Question about negative sampling

bear · August 24, 2023, 6:44am

When I look at how the nodes for negative sampling are generated, I see that in the dgl source code it seems to be randomly generated? I’m not sure how to exclude those nodes that have connection edges with the source node?

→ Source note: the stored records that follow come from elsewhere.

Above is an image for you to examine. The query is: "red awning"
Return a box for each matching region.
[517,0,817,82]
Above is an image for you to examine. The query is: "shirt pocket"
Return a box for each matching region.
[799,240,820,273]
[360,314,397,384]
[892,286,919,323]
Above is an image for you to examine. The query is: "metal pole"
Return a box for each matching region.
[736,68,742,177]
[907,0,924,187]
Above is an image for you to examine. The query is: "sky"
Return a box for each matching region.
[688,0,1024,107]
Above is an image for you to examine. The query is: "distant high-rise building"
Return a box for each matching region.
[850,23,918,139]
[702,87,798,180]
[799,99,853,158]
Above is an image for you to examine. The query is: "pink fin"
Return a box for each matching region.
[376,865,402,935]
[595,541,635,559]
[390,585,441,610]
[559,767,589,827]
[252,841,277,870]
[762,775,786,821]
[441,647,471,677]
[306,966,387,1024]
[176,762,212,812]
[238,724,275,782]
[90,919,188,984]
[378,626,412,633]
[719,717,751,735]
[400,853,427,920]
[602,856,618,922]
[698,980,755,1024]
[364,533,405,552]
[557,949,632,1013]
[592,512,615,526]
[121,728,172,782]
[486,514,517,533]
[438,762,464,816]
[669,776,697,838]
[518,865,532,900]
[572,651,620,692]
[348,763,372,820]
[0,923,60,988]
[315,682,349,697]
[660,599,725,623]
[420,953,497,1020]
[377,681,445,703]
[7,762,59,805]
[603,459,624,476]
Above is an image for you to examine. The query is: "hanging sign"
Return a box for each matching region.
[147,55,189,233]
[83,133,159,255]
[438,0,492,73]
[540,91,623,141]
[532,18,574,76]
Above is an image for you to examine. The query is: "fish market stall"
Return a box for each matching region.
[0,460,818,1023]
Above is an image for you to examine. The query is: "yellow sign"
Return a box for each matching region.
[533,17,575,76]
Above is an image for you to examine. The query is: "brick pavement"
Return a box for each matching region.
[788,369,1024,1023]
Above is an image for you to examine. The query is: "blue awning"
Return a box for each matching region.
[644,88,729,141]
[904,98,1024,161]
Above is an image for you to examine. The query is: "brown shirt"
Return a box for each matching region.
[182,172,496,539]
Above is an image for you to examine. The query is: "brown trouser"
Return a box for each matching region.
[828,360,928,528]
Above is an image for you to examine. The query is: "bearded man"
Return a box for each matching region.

from pytorch/graphsage/link_pred.py

sampler = as_edge_prediction_sampler(
        sampler,
        exclude="reverse_id",
        reverse_eids=reverse_eids,
        negative_sampler=negative_sampler.Uniform(1),
    )

to dgl’s negative_sampler.py

def _generate(self, g, eids, canonical_etype):
        _, _, vtype = canonical_etype
        shape = F.shape(eids)
        dtype = F.dtype(eids)
        ctx = F.context(eids)
        shape = (shape[0] * self.k,)
        src, _ = g.find_edges(eids, etype=canonical_etype)
        src = F.repeat(src, self.k, 0)
        dst = F.randint(shape, dtype, ctx, 0, g.num_nodes(vtype))
        return src, dst

peizhou001 · September 14, 2023, 1:59am

Hi @bear , sorry for the late notice, it seems you want true negative, just show this negative sampler: https://github.com/dmlc/dgl/blob/b8886900837e3fc73972215b7c5e9b3e127acbfc/python/dgl/dataloading/negative_sampler.py#L79

system · October 14, 2023, 2:00am

This topic was automatically closed 30 days after the last reply. New replies are no longer allowed.